Now, Slack’s new plug-in, #BiasCorrect, is changing the way people speak about women at work. #BiasCorrect was launched by Catalyst, a non-profit dedicated to making workplaces more women-friendly.
The plug-in used automation to suggest alternative terms and phrases when Slack users describe women coworkers using words with negative connotations. For example, if someone types “she’s so aggressive,” #BiasCorrect will offer terms like “passionate” or “focused” to point out the user’s unconscious bias.
Since the launch of the plug-in, women across Twitter have used the hashtag to highlight some of the names they’ve been called at work. Even Hillary Clinton decided to participate.
Women aren't "bossy." We're the boss. Words matter, and being aware of gender bias in the way we relate to each other can make workplaces—and the world—better for everyone. Visit https://t.co/s2suGTweCQ for tools to #BiasCorrect. #IWD19 pic.twitter.com/Ib9NKpY9pV
— Hillary Clinton (@HillaryClinton) March 8, 2019
According to a study by Deloitte Insights, simple changes in workplace culture can have dramatic results for companies’ women retention rates and hiring practices.

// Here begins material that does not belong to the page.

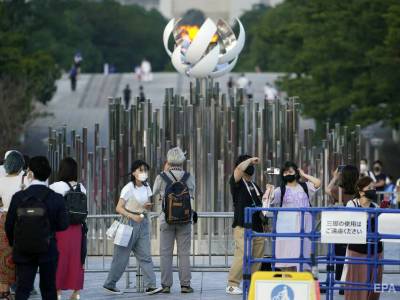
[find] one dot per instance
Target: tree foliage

Although the study does not mention the use of language, it does suggest companies start small and focus on making incremental changes to departments that “iteratively redesign facets of the work environment that may be creating barriers for women.”
It is unclear if the plug-in will change people’s minds about the descriptors they use for women, but it will definitely make people stop and think.